There’s more to learn from the Olympics than simply practicing your sports skills. The Olympics also provide an opportunity to buff up on basic literacy skills.
ABC Canada offers the following tips and activity ideas for each of the 17 days of Olympics events.
1. Find out where the Olympic torch has travelled by looking at a map. You can practice your numeracy skills by calculating the distance travelled.
2. Write a note of congratulations and send it to your favourite Canadian athlete.
3. Keep track of the number of gold, silver and bronze medals won by Canadian athletes in a spreadsheet to improve numeracy and computer literacy skills.
4. Find out more about Vancouver, the host city of the 2010 Winter Olympics. Read about popular tourist attractions like the Rocky Mountains.
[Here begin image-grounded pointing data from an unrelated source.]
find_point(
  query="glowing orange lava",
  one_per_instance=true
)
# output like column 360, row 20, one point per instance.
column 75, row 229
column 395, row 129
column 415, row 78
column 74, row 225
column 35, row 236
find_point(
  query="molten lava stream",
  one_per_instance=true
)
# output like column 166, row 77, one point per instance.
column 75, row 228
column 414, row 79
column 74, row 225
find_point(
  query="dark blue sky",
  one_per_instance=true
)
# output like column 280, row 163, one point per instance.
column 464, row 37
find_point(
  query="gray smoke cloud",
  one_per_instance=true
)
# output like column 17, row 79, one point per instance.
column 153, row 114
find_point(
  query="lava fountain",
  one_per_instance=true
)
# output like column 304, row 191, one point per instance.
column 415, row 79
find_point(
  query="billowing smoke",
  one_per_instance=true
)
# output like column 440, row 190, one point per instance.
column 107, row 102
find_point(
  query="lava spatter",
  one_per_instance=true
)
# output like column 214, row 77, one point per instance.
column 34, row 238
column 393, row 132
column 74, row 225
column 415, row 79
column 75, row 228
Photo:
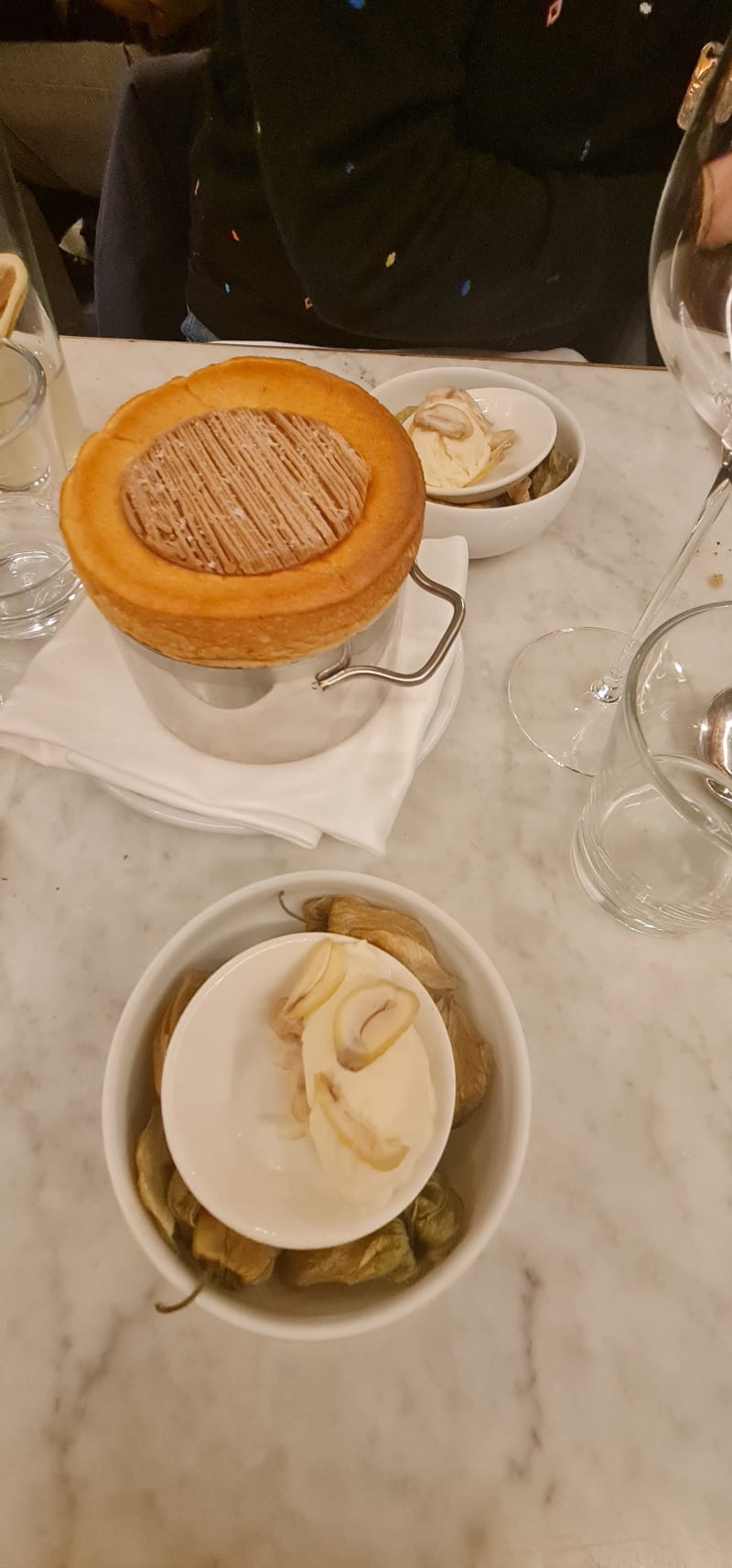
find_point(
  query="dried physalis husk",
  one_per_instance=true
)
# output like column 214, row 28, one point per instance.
column 384, row 1255
column 182, row 1205
column 521, row 492
column 316, row 913
column 474, row 1060
column 215, row 1244
column 395, row 934
column 190, row 982
column 154, row 1167
column 551, row 474
column 435, row 1220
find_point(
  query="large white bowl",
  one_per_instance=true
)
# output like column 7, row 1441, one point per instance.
column 483, row 1159
column 491, row 530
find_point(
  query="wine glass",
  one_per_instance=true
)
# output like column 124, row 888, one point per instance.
column 563, row 687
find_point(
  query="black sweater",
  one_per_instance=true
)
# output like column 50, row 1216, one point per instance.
column 436, row 173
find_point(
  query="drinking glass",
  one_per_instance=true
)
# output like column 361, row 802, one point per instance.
column 654, row 839
column 33, row 327
column 565, row 687
column 37, row 579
5. Read about interesting Olympic sports, such as bobsledding and skeleton.
6. Sing the Canadian national anthem to cheer on the teams.
7. Record all of the 2010 Olympic firsts.
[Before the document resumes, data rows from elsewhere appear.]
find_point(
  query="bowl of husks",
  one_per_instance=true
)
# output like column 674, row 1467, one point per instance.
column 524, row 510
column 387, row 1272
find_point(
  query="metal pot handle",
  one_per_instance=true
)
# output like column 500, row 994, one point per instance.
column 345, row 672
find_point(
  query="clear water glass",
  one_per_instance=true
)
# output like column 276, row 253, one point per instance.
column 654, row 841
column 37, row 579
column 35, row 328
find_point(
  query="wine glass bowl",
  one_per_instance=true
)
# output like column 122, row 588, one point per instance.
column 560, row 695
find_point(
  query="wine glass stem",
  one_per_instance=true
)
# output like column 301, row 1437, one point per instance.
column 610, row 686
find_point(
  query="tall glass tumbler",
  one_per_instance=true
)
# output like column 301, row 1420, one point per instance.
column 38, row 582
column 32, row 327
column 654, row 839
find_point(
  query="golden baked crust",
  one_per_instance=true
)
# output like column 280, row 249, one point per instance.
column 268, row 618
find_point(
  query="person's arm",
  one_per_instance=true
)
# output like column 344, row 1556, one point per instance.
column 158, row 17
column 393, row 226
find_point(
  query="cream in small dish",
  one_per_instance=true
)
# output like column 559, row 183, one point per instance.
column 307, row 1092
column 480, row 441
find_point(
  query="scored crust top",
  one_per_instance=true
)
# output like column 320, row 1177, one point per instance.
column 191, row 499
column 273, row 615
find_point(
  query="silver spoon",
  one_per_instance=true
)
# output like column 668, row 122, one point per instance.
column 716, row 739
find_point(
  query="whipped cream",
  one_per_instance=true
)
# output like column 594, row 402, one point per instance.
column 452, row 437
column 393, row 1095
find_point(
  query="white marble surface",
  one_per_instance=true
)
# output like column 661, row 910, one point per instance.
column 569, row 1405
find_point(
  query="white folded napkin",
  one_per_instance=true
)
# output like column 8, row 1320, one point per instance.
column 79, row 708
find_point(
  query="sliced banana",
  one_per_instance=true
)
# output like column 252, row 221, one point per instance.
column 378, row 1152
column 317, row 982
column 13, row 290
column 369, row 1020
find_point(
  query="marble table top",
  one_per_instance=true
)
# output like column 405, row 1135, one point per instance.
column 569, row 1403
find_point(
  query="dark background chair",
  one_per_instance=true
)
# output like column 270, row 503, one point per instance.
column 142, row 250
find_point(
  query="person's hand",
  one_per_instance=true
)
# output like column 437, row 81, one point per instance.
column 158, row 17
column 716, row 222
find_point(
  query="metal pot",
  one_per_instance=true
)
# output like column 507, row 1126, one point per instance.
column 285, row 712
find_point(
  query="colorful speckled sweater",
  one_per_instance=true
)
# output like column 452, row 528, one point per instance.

8. Research information about your favourite athlete: Find out where they grew up, how they train, what their favourite food is, etc.
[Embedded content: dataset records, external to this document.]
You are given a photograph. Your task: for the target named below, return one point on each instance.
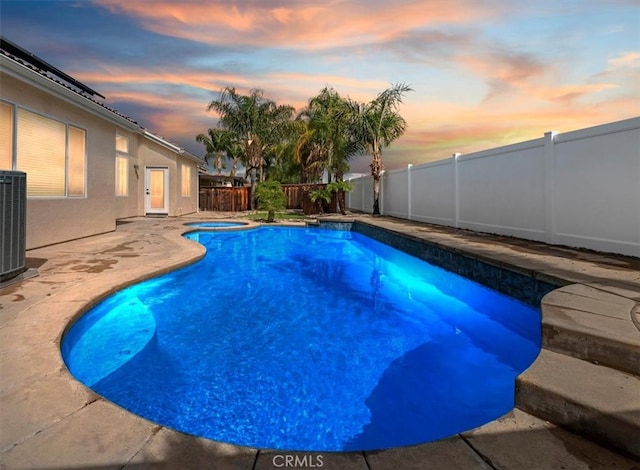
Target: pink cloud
(303, 24)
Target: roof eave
(23, 73)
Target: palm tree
(374, 126)
(327, 118)
(255, 121)
(216, 142)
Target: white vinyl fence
(579, 188)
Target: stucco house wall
(53, 220)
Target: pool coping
(49, 417)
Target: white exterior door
(156, 194)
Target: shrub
(270, 198)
9. In celebration of the Winter Olympics, invite friends and family to take part in your own Olympics competition – why not hold Math Olympics!
10. Collect Olympic commemorative coins and add up your total.
11. Write trivia inspired by the Olympics, for example: Clara Hughes is the only Canadian athlete to win a medal at both the Summer and Winter Olympics
12. Learn the history of the Olympics: origins, past and future host cities and then locate these host cities on a map.
13. During timed events, calculate the difference between the top athletes’ performances to improve numeracy.
14. Identify all of the colours of the Olympic rings and match each to the flag of a participating country.
15. Find out your family’s heritage and follow the progress of your ancestors’ native countries.
16. Pick a sport that you are least familiar with and read up on its rules.
17. Spell the name of one participating country that starts with each letter of the alphabet.
Ashley Tilley, Communications Co-ordinator for ABC Canada, says “The purpose of doing these exercises is to show that literacy is fun, and it encourages reading and writing. It provides an opportunity for kids to do something that interests them, while building skills at the same time.”
Monica De, Community Literacy Co-ordinator for the Columbia Basin Alliance for Literacy says there are many ways children can improve their skills because there are many different types of learning; physical, emotional, social, language and cognitive, and communications skills and general knowledge.